The symbol of the ancient Egyptian goddess Hathor, often represented as a cow, plays a prominent role as apparent in the work Two Stockholm Hathors and One Nute. In Hafez’ opinion, Hathor is a nourishing deity, who is even sacrificing her own flesh for people to eat and live(1). Like in ancient Egyptian mythology, Hathor personifies the principles of joy, motherhood and love. The surface of the canvas displays a bright colour palette. It corresponds to the flat and graphic surface of ancient Egyptian tomb walls. As stated by Yasmine Allam, ”His narratives are created using the rules of ancient Egyptian painting with flat graphic surfaces and human forms striding across rigid registers”(2). However, the impression of flatness vanishes immediately if one looks closer at the canvas. The texture of the painting is very rich: The highly complementary aligned colour palette is applied in thick layers evoking manifold dripping lines that dominate in particular the lower part of the canvas symbolizing for Hafez the diversity of people in Tahrir Square, all coming from different walks of life(3).
In contrast to the vivid play of dripping colors, the upper part is dominated by white, fawn and grey stone colours forming irregular quadrates of brush calibres. In compliance with Hafez they symbolize compartmentalization and boxing in their delimited form, a form of isolation(4). The upper half of the painting also shows a line of runners moving from left to right on a path leading upwards. Besides the Egyptian gods, the runners play a prominent symbolic role in Hafez’ artistic concept. He thereby plays with the word flight in its several meanings as escaping, as flying, as climbing and as running. Thus, the runners can represent the flight from one identity to another, migration, forced mobility, exodus or simply climbing from one level to another. According to Hafez, this flight can be from East to West like brain-drain or as a flight into oneself as an isolation(5).

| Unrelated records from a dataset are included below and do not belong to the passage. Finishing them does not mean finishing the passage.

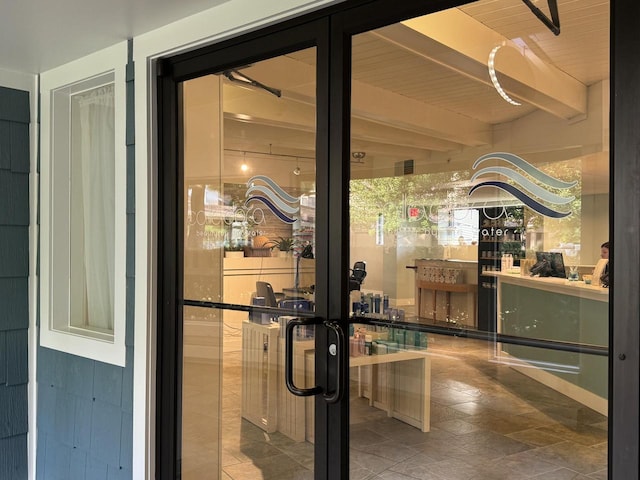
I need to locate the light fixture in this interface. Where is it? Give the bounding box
[351,152,367,163]
[240,152,249,172]
[487,45,522,106]
[222,70,282,97]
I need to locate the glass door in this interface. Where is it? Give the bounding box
[180,58,316,480]
[157,18,344,480]
[344,1,611,479]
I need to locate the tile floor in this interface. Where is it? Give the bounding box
[184,330,607,480]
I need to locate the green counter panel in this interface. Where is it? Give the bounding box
[499,282,609,399]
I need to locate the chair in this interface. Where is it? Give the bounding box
[349,261,367,292]
[256,282,284,307]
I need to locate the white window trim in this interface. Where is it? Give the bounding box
[40,42,127,367]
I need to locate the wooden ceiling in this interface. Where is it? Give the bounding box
[224,0,609,188]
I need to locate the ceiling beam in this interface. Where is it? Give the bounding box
[224,56,491,150]
[375,9,587,119]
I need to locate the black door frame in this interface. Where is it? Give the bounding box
[156,0,640,480]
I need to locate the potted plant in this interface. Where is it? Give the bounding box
[268,237,294,257]
[224,242,244,258]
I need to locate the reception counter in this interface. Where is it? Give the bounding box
[491,272,609,415]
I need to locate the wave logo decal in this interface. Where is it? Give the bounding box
[244,175,300,223]
[469,152,578,218]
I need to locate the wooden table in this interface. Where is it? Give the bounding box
[416,280,478,322]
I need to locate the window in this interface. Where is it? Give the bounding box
[40,43,127,366]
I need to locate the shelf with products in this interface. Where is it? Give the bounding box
[478,206,526,331]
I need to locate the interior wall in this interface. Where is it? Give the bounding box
[580,193,609,265]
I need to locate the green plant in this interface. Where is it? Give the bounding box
[224,242,244,252]
[266,237,294,252]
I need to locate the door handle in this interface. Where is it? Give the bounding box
[284,318,322,397]
[284,318,345,403]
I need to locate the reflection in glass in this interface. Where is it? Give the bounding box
[345,1,609,479]
[181,49,316,480]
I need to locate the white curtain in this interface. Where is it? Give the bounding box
[76,85,115,330]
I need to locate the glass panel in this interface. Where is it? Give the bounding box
[181,49,316,480]
[69,81,116,334]
[349,1,611,479]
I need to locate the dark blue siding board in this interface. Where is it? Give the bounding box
[69,448,87,479]
[107,465,131,480]
[36,432,47,480]
[54,390,76,447]
[6,330,29,385]
[126,81,136,145]
[93,362,123,407]
[90,400,122,465]
[37,383,58,436]
[73,398,93,452]
[0,120,11,170]
[0,87,30,123]
[120,413,133,470]
[127,145,136,213]
[122,347,133,413]
[0,170,29,226]
[85,457,107,480]
[44,435,71,480]
[126,213,136,276]
[63,353,96,399]
[0,276,29,330]
[0,434,27,480]
[0,225,29,277]
[124,277,136,346]
[0,331,7,388]
[11,122,30,173]
[0,384,29,438]
[9,172,30,226]
[36,347,57,390]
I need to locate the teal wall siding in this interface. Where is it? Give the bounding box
[0,88,30,480]
[36,42,135,480]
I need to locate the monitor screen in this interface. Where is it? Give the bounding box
[536,252,567,278]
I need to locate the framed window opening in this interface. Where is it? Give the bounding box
[40,42,127,366]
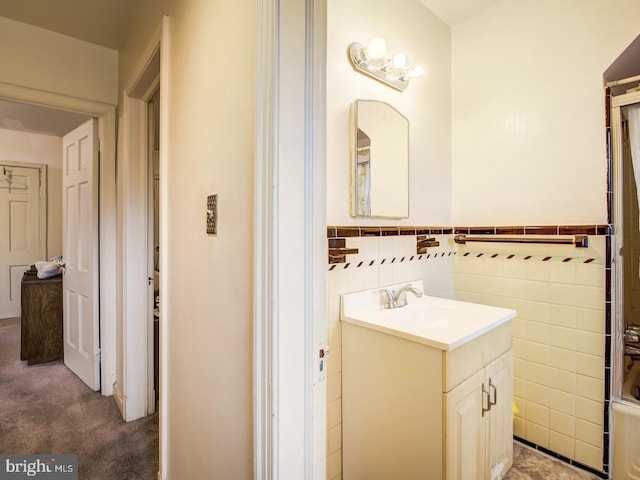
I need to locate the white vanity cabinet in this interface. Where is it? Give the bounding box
[342,318,513,480]
[443,350,513,480]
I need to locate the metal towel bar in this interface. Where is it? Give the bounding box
[454,234,589,248]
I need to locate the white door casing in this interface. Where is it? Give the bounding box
[0,162,47,318]
[62,119,100,391]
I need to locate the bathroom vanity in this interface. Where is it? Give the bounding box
[341,282,516,480]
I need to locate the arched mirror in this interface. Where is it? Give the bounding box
[351,100,409,218]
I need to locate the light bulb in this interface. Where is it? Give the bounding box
[411,65,424,77]
[367,37,387,58]
[393,52,407,68]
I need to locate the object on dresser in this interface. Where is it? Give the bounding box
[35,255,64,279]
[20,266,63,365]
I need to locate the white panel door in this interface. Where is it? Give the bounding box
[62,119,100,390]
[0,163,46,318]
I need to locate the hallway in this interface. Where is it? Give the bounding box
[0,318,158,480]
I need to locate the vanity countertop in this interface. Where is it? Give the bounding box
[340,281,516,351]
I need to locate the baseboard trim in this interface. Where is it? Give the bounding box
[113,382,127,420]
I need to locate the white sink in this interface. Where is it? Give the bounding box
[340,280,516,351]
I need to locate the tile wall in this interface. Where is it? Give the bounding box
[327,227,455,480]
[455,236,609,472]
[327,225,611,480]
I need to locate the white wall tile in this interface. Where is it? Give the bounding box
[549,367,576,395]
[526,362,549,385]
[549,430,575,458]
[549,262,576,284]
[526,321,549,346]
[576,375,604,402]
[576,308,606,334]
[549,325,576,350]
[549,347,576,372]
[576,263,605,288]
[576,419,603,448]
[525,340,550,365]
[525,260,549,282]
[549,305,576,328]
[576,285,605,310]
[576,330,604,358]
[575,397,604,425]
[549,283,576,307]
[525,280,549,302]
[526,402,549,428]
[576,352,604,380]
[575,440,603,470]
[525,420,549,448]
[523,301,549,323]
[502,277,527,299]
[549,409,576,436]
[527,381,550,407]
[502,258,526,280]
[548,388,576,415]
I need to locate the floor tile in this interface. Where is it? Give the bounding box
[504,442,599,480]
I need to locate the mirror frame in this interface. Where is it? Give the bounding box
[350,99,410,218]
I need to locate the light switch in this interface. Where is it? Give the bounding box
[207,193,218,235]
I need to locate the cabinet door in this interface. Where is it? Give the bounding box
[444,370,486,480]
[484,350,513,480]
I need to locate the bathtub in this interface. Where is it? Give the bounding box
[611,361,640,480]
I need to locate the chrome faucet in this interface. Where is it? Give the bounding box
[380,284,422,309]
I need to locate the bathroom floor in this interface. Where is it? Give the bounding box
[504,442,599,480]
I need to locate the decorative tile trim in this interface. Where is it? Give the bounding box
[328,252,455,272]
[327,225,453,238]
[327,224,613,238]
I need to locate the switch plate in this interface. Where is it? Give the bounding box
[207,193,218,235]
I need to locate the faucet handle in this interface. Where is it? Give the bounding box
[379,288,395,309]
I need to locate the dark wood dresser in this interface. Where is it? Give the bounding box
[20,268,63,365]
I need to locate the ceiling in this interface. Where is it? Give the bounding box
[420,0,502,26]
[0,0,500,136]
[0,0,135,137]
[0,0,137,50]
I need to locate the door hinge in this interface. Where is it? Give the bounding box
[318,345,329,382]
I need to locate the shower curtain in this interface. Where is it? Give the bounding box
[627,104,640,275]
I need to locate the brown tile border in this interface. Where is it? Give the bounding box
[327,224,612,238]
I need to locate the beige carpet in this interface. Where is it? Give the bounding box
[0,318,158,480]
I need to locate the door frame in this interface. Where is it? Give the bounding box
[114,15,169,478]
[0,159,49,318]
[0,83,116,396]
[254,0,327,480]
[610,87,640,404]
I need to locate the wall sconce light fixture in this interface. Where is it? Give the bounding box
[349,37,424,92]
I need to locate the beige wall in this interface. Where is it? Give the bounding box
[455,236,609,470]
[327,0,453,480]
[120,0,257,479]
[452,0,640,225]
[0,129,62,260]
[327,0,451,225]
[0,17,118,105]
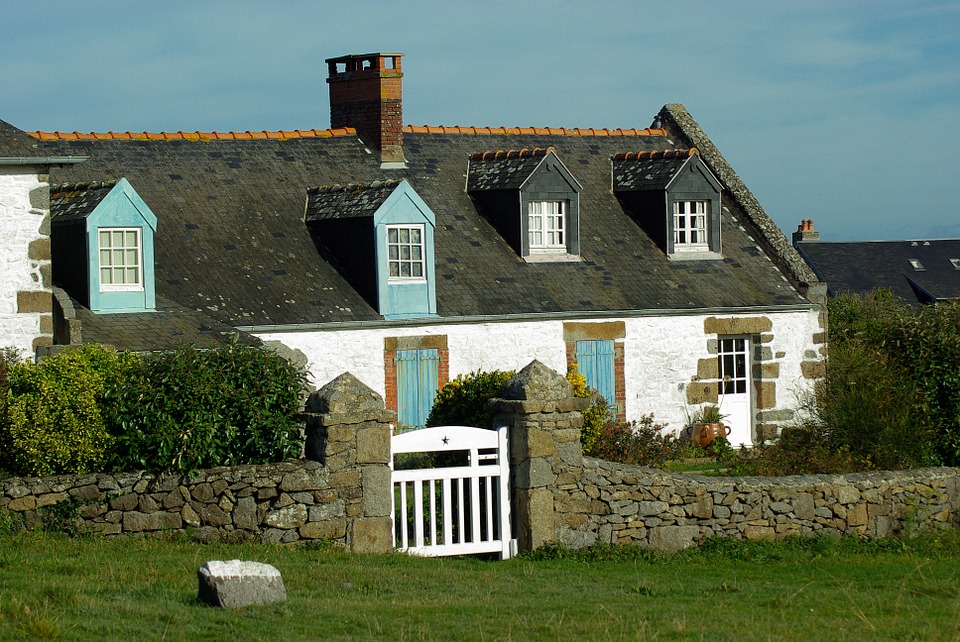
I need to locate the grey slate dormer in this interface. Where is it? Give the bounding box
[612,148,721,259]
[467,147,582,261]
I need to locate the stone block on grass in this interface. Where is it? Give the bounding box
[197,560,287,609]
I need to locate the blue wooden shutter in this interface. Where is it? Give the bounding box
[397,348,440,428]
[577,339,617,409]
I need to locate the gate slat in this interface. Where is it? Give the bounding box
[391,426,513,559]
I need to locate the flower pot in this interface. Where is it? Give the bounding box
[690,423,730,448]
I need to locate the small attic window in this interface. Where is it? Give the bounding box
[528,201,567,253]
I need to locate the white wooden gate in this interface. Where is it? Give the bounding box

Apart from the prominent two Hathor figures and the runners, the painting shows a variety of diverse other symbols such as tulips and Islamic stars. According to his geographical and cultural background, the viewer’s interpretation and decoding of the respective symbols may differ. Nevertheless, the viewer will immediately understand that they allude to the different layers of Egyptian identity. Once again, the artistic concept challenges apparent dichotomies such as religious versus secular. Whereas the Islamic star refers to religious streams of thought, the tulips carry a profane sensual and sexual reminiscence for Khaled Hafez(6). The use of collage technique together with the dripping paint thereby reinforces the notion that these binaries, like the painting, are constructed(7). Hence, Hafez critically explores the use of binary models in current uprisings and the associated role of the media, ideology and the quest for power. Through the title of his series, Hafez compares the current political disorientation with the psychological phenomenon of the Stockholm Syndrome in which the hostages express empathy toward their captors. He thereby describes post-revolutionary politics as “the ‘kidnapping’ or ‘hijacking’ of the Egyptian revolution by regressive forces”(8).